[Rd] surprising behaviour of names<-

Wacek Kusnierczyk Waclaw.Marcin.Kusnierczyk at idi.ntnu.no
Thu Mar 12 10:05:36 CET 2009


Berwin A Turlach wrote:
> On Wed, 11 Mar 2009 20:31:18 +0100
> Wacek Kusnierczyk <Waclaw.Marcin.Kusnierczyk at idi.ntnu.no> wrote:
>
>   
>> Simon Urbanek wrote:
>>     
>>> On Mar 11, 2009, at 10:52 , Simon Urbanek wrote:
>>>
>>>       
>>>> Wacek,
>>>>
>>>> Peter gave you a full answer explaining it very well. If you really
>>>> want to be able to trace each instance yourself, you have to learn
>>>> far more about R internals than you apparently know (and Peter
>>>> hinted at that). Internally x=1 an x=c(1) are slightly different
>>>> in that the former has NAMED(x) = 2 whereas the latter has
>>>> NAMED(x) = 0 which is what causes the difference in behavior as
>>>> Peter explained. The reason is that c(1) creates a copy of the 1
>>>> (which is a constant [=unmutable] thus requiring a copy) and the
>>>> new copy has no other references and thus can be modified and
>>>> hence NAMED(x) = 0.
>>>>
>>>>         
>>> Errata: to be precise replace NAMED(x) = 0 with NAMED(x) = 1 above
>>> -- since NAMED(c(1)) = 0 and once it's assigned to x it becomes
>>> NAMED(x) = 1 -- this is just a detail on how things work with
>>> assignment, the explanation above is still correct since
>>> duplication happens conditional on NAMED == 2.
>>>       
>> i guess this is what every user needs to know to understand the
>> behaviour one can observe on the surface? 
>>     
>
> Nope, only users who prefer to write '+'(1,2) instead of 1+2, or
> 'names<-'(x, 'foo') instead of names(x)='foo'.
>
>   

well, as far as i remember, it has been said on this list that in r the
infix syntax is equivalent to the prefix syntax, so no one wanting to
use the form above should be afraid of different semantics;  these two
forms should be perfectly equivalent.  after all,

    x = 1
    names(x) = 'foo'
    names(x)

should return NULL, because when the second assignment is made, we need
to make a copy of the value of x, so it is the copy that should have
changed names, not the value of x (which would still be the original 1).

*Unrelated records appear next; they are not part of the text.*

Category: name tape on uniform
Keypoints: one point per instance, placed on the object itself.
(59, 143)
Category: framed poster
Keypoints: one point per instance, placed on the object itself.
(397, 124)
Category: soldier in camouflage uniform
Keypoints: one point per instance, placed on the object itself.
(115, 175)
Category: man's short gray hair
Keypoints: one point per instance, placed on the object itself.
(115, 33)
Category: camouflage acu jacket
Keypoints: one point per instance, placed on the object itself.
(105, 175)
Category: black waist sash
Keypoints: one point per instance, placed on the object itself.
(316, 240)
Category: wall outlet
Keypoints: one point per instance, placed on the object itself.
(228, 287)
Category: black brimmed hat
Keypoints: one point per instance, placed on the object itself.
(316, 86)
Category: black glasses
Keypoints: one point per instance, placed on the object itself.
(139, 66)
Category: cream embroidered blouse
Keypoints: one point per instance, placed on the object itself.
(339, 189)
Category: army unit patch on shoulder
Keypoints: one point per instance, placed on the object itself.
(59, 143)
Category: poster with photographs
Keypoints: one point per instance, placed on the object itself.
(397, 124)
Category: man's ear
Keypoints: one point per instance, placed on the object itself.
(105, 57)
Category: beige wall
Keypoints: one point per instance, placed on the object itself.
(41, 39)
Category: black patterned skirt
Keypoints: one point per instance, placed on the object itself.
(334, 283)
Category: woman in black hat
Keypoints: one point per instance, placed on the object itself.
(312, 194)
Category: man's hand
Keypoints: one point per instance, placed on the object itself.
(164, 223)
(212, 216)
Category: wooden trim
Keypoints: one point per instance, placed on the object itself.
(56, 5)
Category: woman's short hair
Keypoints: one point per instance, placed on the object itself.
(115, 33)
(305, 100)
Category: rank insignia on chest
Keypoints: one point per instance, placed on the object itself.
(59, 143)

on the other hand, the fact that

    names(x) = 'foo'

is (or so it seems) a shorthand for

    x = 'names<-'(x, 'foo')

is precisely why i'd think that the prefix 'names<-' should never do
destructive modifications, because that's what x = 'names<-'(x, 'foo'),
and thus also names(x) = 'foo', is for.

i guess the above is sort of blasphemy.

> Attempting to change the name attribute of x via 'names<-'(x, 'foo')
> looks to me as if one relies on a side effect of the function
> 'names<-'; which, in my book would be a bad thing.  

indeed;  so, for coherence, 'names<-' should always do the modification
on a copy.  it would then have semantics different from the infix form
of 'names<-', but at least consistently so.



> I.e. relying on side
> effects of a function, or writing functions with side effects which are
> then called for their side-effects;  this, of course, excludes
> functions like plot() :)  I never had the need to call 'names<-'()
> directly and cannot foresee circumstances in which I would do so.
>   

> Plenty of users, including me, are happy using the latter forms and,
> hence, never have to bother with understanding these implementation
> details or have to bother about them.  
>
> Your mileage obviously varies, but that is when you have to learn about
> these internal details.  If you call functions because of their
> side-effects, you better learn what the side-effects are exactly.
>   

well, i can imagine a user using the prefix 'names<-' precisely under
the assumption that it will perform functionally;  i.e., 'names<-'(x,
'foo') will always produce a copy of x with the new names, and never
change the x.  that there will be a destructive modification made to x
on some, but not all, occasions, is hardly a good thing in this context
-- and it's not a situation where a user wants to use the function
"because of its side effects", quite to the contrary.  this was actually
the situation i had when i first discovered the surprizing behaviour of
'names<-';  i thought 'names<-' did *not* have side effects.

cheers, and thanks for the discussion.